Netball in Wales is organised by the Welsh Netball Association.  Copies of the rule book were sold in Wales by 1903.  Marion Morton was involved with early organising of the game in Wales. Between 1949 and 1976, the Wales national team lost to England on twenty-eight occasions.

Governance
The Welsh Netball Association (Cymdeithas Pêl Rwyd Cymru) was created in 1945. The WNA is responsible for national championships, Welsh squad selection, international matches, the training and development of players, coaches and umpires and for the Sport Wales National Centre Netball Academy, Cardiff. The Welsh Netball Association is based in Pontcanna, Cardiff.

History
In the period between 1902 and 1925, copies of the netball rule book published by the Ling Association of England were sold in Wales.
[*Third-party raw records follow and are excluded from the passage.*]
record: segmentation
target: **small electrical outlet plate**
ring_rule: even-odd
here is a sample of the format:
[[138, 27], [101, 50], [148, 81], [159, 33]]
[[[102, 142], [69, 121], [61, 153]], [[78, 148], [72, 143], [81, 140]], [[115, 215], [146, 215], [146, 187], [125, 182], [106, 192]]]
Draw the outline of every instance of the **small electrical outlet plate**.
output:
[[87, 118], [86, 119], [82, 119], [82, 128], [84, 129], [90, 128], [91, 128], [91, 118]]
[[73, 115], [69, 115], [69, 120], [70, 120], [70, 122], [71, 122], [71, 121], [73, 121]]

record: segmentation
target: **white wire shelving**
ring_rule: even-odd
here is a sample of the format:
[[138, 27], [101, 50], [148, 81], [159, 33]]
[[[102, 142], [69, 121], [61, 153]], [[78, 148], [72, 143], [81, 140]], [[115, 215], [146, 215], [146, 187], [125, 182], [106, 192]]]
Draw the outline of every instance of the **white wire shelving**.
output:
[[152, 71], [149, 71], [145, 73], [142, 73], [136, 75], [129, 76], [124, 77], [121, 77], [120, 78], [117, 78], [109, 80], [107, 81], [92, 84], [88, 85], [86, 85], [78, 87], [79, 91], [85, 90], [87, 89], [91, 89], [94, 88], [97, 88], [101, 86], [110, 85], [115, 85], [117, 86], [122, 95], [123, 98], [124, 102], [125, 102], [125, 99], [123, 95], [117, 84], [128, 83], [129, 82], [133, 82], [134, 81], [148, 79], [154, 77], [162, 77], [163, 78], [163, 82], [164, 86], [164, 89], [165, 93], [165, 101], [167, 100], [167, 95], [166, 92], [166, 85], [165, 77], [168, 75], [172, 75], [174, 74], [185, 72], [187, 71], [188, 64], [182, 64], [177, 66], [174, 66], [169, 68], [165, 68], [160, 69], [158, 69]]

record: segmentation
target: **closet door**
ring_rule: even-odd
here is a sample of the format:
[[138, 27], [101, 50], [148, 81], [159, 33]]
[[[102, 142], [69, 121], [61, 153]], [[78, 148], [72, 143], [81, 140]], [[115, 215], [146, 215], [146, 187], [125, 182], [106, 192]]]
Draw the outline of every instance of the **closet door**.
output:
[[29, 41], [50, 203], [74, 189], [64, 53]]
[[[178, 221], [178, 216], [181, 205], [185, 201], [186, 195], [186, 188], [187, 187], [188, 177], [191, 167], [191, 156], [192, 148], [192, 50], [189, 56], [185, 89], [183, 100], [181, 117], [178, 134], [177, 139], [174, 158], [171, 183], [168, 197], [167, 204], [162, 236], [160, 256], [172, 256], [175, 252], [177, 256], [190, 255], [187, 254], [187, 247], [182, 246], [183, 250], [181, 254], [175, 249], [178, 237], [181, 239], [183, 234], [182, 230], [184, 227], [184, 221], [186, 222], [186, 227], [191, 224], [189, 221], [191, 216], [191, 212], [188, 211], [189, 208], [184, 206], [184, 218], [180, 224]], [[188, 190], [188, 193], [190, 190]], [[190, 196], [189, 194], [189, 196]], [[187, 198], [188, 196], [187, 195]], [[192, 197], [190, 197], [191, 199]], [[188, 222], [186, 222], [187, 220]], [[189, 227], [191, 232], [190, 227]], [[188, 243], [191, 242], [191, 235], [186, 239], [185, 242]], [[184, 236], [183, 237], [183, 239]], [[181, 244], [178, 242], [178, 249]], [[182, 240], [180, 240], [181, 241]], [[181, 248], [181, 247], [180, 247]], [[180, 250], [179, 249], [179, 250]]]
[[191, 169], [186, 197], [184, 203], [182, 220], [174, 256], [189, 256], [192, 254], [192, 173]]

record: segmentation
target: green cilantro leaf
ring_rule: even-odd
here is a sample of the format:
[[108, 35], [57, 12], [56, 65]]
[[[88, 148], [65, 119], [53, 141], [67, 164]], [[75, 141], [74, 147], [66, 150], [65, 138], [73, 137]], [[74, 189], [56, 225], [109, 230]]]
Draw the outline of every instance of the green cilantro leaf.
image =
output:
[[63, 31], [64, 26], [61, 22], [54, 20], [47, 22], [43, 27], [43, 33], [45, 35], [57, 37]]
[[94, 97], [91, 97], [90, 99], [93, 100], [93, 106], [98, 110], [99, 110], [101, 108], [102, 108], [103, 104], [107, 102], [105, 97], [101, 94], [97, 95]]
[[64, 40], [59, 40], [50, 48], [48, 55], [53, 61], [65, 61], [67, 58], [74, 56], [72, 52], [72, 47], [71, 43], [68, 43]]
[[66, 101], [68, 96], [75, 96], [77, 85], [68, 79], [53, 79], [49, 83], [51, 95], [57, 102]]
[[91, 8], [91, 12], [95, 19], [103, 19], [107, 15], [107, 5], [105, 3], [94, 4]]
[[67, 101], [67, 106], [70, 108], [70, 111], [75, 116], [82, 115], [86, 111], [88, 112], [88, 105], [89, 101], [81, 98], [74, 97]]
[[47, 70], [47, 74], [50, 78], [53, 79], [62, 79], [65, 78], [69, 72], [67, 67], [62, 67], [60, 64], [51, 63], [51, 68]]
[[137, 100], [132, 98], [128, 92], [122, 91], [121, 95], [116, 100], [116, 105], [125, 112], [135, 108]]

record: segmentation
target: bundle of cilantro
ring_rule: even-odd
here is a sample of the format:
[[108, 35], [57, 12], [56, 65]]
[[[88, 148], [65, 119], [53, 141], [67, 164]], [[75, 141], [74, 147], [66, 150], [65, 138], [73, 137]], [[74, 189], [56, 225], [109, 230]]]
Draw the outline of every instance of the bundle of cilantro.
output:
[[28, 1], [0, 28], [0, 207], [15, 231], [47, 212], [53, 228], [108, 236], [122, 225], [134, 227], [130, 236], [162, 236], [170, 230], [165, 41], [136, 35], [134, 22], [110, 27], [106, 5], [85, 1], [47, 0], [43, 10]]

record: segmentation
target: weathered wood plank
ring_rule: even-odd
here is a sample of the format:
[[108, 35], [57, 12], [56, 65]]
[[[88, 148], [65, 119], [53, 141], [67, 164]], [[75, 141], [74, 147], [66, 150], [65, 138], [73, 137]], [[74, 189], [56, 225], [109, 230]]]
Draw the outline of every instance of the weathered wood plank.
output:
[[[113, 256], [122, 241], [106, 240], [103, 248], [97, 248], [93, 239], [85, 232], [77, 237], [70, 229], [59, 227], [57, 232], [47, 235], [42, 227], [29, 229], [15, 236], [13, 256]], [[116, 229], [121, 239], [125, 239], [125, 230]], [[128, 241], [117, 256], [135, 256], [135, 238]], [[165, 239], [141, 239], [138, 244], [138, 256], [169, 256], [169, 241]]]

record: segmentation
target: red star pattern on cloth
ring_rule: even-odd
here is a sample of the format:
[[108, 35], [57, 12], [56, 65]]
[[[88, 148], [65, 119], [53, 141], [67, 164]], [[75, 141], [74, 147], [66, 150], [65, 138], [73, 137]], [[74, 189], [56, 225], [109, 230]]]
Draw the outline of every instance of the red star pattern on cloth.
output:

Marion Morton was involved in organizing netball in South Wales during the late 1930s.  She was based out of the Mary Datchelor School.  Marion Morton helped work towards the formation of the Welsh Netball Association. During and preceding the 1970s, most of the world, outside of New Zealand and Australia, played a one handed variety of netball.  This allowed a more fluid type of game, with longer passes designed to open up the court. Like other national associations, the Welsh have created a modified version of the game for children called 'Dragon Netball'. It is geared for seven- to eleven-year-olds. Male participation in netball in Wales has been increasing in the past several years.

National team
Wales's record against England in international matched between 1949 and 1976 was zero wins and twenty-eight losses. In 1949, England played its first real international matches against Scotland and Wales.  Wales played England on 7 May at the GEG Grounds.  Wales lost by a score of 25–3. In 1951, Wales again played England, this time at Cardiff.  The Welsh lost 26–7. In 1955, there was a United Kingdom netball championship held in Harringay Arena.  Several thousand people attended the event.  Wales lost their game against England.  The series is notable because the games were played indoors for the first time. In 1973, the International Schools' Tournament was held for the first time.  Wales again lost to England. In 2011, the Welsh national team was ranked 9th.